The user runs the .exe, a little “This software is signed but we don’t recognize the cert” comes up and asks for Admin. Makes sense, most programs ask for admin when installing.

They install it, a browser installs (let’s say a reskinned firefox) but so does a malicious payload that embeds itself into the system.

No exploits were used, purely social engineering.

Most people would blame the user here. They should have known better, they should have double checked, they should have kept an AV up to date, blah blah blah.

This is stupid. Users are not capable of ‘knowing better’ nor should they be required to in order to use a system in a secure manor. We create advanced heuristics, which analyze malware on a code level and correlate it with past malware and we  still only ever get like…. 50% of the malware without unruly false positives. Stop treating humans like they can analyze code better than an advanced heuristics engine.

Security necessarily has to be handled at the lowest possible level ie: hardware or kernel. There is no getting around that. You can have superfluous layers and exude your common sense but it’s easily bypassed (click here to find out why everyone is vulnerable) and in the end security absolutely has to come from the OS.

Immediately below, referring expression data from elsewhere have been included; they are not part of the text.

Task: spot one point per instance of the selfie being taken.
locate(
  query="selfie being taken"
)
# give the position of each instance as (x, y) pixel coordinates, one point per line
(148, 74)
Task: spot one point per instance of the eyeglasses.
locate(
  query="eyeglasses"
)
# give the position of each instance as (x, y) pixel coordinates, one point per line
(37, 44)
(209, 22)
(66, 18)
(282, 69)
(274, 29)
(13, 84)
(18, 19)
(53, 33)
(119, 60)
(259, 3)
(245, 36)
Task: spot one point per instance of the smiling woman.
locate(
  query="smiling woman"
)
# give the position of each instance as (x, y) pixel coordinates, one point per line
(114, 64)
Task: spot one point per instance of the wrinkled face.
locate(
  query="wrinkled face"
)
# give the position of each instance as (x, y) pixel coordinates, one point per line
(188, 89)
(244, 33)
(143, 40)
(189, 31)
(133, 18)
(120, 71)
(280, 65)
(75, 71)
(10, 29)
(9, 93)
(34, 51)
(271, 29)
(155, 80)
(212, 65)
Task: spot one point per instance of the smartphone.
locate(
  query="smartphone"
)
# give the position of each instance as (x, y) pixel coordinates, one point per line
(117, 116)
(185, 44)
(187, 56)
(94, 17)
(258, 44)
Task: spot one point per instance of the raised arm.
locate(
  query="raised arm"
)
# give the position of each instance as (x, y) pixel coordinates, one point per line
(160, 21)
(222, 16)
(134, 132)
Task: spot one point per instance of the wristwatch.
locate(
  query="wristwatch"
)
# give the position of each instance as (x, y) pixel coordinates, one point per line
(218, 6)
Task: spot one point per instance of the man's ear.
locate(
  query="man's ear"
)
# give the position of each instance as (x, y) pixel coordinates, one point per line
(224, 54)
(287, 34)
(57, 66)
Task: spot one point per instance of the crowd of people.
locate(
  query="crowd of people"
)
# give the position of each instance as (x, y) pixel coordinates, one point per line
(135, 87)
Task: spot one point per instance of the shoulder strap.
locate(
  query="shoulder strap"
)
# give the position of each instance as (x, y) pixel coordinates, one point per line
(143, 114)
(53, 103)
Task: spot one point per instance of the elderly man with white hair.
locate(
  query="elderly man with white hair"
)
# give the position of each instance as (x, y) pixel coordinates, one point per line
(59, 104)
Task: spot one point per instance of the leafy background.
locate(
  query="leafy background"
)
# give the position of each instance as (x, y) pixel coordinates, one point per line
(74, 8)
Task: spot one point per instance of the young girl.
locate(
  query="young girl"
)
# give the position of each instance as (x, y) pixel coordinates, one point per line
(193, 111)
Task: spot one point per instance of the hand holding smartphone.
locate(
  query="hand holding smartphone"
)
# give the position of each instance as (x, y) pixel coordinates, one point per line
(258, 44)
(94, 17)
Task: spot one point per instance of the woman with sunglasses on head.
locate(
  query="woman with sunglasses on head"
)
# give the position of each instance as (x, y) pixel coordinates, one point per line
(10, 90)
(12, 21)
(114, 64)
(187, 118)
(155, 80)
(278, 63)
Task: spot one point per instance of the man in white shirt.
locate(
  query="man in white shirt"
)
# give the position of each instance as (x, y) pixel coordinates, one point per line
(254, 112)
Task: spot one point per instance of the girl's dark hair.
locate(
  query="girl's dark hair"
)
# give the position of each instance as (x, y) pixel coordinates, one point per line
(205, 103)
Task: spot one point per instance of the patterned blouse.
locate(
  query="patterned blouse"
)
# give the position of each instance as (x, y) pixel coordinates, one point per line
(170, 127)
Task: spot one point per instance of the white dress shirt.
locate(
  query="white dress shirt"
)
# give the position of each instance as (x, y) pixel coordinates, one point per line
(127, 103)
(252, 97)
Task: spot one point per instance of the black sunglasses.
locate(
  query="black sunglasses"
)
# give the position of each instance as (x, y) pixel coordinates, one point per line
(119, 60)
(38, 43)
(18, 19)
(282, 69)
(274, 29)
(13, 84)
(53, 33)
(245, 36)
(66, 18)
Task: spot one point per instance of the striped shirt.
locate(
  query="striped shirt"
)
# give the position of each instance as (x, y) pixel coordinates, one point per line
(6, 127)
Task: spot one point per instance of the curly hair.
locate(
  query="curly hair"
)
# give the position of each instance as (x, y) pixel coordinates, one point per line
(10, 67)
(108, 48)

In this case Windows should have either detected the payload reliably or prevented the rootkit payload from installing. It should have done something.

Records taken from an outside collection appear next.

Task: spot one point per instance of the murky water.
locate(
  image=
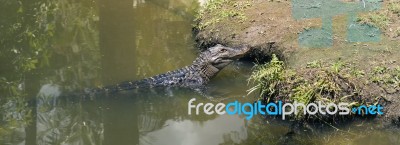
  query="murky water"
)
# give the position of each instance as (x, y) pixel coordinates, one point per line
(130, 40)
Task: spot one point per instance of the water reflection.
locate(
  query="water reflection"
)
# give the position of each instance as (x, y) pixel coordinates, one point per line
(115, 41)
(185, 132)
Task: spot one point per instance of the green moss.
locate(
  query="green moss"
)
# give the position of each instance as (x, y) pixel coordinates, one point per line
(216, 11)
(394, 7)
(381, 19)
(378, 19)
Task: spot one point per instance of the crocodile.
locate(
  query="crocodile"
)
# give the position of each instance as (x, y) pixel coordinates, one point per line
(204, 67)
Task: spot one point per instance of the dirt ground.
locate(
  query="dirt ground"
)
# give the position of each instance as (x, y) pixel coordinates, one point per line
(270, 28)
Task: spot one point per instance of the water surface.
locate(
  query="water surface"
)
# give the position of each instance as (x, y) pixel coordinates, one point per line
(123, 40)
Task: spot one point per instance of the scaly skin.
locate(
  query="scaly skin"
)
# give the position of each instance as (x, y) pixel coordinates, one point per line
(198, 74)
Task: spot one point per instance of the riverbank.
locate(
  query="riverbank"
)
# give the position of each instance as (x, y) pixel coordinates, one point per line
(353, 44)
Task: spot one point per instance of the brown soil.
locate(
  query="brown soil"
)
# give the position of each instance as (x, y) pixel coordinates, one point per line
(269, 28)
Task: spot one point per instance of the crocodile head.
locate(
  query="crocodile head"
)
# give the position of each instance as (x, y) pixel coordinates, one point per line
(221, 56)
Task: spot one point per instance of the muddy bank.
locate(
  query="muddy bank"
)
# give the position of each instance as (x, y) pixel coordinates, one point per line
(366, 41)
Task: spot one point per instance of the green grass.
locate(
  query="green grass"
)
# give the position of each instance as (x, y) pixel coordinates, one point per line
(216, 11)
(324, 82)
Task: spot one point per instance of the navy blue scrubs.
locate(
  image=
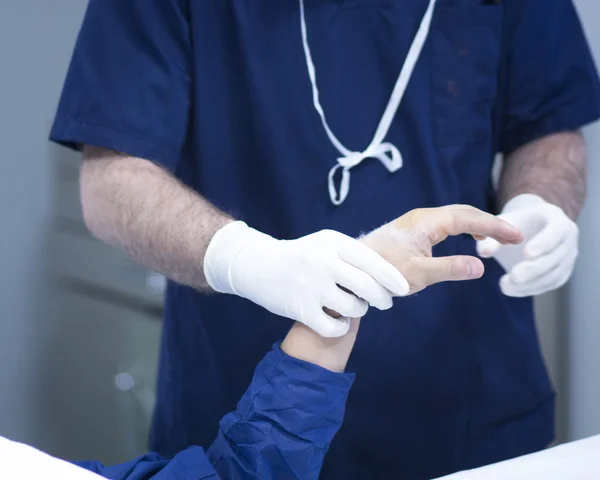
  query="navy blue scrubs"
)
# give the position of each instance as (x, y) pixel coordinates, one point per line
(217, 91)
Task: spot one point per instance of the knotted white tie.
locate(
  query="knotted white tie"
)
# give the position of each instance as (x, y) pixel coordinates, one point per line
(385, 152)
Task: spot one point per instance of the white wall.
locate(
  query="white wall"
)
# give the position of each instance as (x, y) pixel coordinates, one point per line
(36, 38)
(583, 305)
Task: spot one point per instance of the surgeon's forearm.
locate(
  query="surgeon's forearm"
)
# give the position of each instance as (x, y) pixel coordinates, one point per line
(553, 167)
(137, 206)
(330, 353)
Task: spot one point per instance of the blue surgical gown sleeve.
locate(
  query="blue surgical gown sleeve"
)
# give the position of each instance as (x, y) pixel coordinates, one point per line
(284, 423)
(550, 81)
(280, 430)
(127, 87)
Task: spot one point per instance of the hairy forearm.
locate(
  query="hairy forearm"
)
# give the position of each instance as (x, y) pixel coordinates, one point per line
(553, 168)
(135, 205)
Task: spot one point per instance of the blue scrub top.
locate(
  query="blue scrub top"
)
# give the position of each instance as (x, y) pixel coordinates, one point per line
(281, 429)
(217, 91)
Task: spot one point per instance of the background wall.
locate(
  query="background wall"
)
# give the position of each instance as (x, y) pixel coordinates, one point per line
(583, 301)
(36, 39)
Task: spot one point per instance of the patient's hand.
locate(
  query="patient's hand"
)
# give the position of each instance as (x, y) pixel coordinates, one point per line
(407, 243)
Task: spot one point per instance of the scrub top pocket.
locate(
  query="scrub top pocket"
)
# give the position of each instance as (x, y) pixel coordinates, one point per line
(466, 44)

Thankfully Microsoft has implemented things like PatchGuard and SecureBoot that limit malware without truly limiting the user so had this user installed it on an EFI 64bit system the malware would have been limited to Admin and couldn’t have bypassed too many security systems.

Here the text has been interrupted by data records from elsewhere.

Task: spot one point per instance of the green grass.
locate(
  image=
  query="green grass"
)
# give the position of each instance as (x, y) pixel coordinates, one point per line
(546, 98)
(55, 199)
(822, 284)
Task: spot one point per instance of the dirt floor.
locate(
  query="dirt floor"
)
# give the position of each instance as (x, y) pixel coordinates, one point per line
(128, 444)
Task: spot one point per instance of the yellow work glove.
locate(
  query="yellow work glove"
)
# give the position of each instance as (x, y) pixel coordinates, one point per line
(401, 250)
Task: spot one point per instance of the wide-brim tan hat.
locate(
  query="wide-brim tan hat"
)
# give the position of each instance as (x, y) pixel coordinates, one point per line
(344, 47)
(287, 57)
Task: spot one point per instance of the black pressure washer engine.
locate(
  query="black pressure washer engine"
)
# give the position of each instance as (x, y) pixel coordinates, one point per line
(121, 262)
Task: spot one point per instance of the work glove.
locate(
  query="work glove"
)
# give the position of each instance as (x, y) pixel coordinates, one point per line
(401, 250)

No, I am not advocated a walled garden. That approach doesn’t work, it limits the user not the software. Limiting the user isn’t good because we always find away around it and we simply won’t use the product.

To reiterate: nearly everyone gets the question of “who is to blame?” wrong. I’ve seen so few people ‘get it’ and they’ve all been (perhaps coincidentally) security researchers. The answer is always “the operating system” or “The OS and the AV” or whatever but the user should never be blamed and anyone who resorts to what amounts to victim blaming probably just doesn’t understand what security is about.

Microsoft Gives Advice To IT Professionals About Social Engineering

In a new security article on social engineering Microsoft highlights what measures can be taken to both prevent and remediate  socially engineered attacks.

Some key highlights are:

  •  Limit attack surface
  •  Limit user accounts and strictly monitor high privilege accounts
  •  Maintain a proper incidence response team
  •  Risk analysis and weighting
  •  Proper training

You can read the full article for details but I think those are the tips that stand out. The go-to policy for many companies is “enforce periodic password changes, don’t hand out smartphones to just anyone, tell users to be secure.” That’s my (limited) experience at least. This article should prove useful to anyone willing to put the work into maintaining a secure environment.

Common Sense Is Anything But

The one piece of advice I see more than all others, more than “keep updated”, more than “run an antivirus”, more than anything else at all is “exercise common sense.” Common sense is a misnomer.

To put it simply, if common sense by IT standards were in fact common we wouldn’t have to keep telling people to use it.

What seems like a no brainer for someone who works with computers and has experience is something that the average user might never think to do. And, honestly, that’s fine.

I also think that this “common sense” thing is a great way to blame users. “Oh, it was social engineering? Well that’s there fault, you can’t defend against that.” “Oh, the vulnerability had a patch out? It’s their fault for not updating.” “It’s their fault” is the common subtext for so much of what I see.

The simple truth is that blaming users for not knowing as much as you is stupid. It’s defeatist, it’s lazy, and it doesn’t solve anything. Users should share responsibility, never blame.

I’ll post much more about common sense and the relationship between users and security in the future.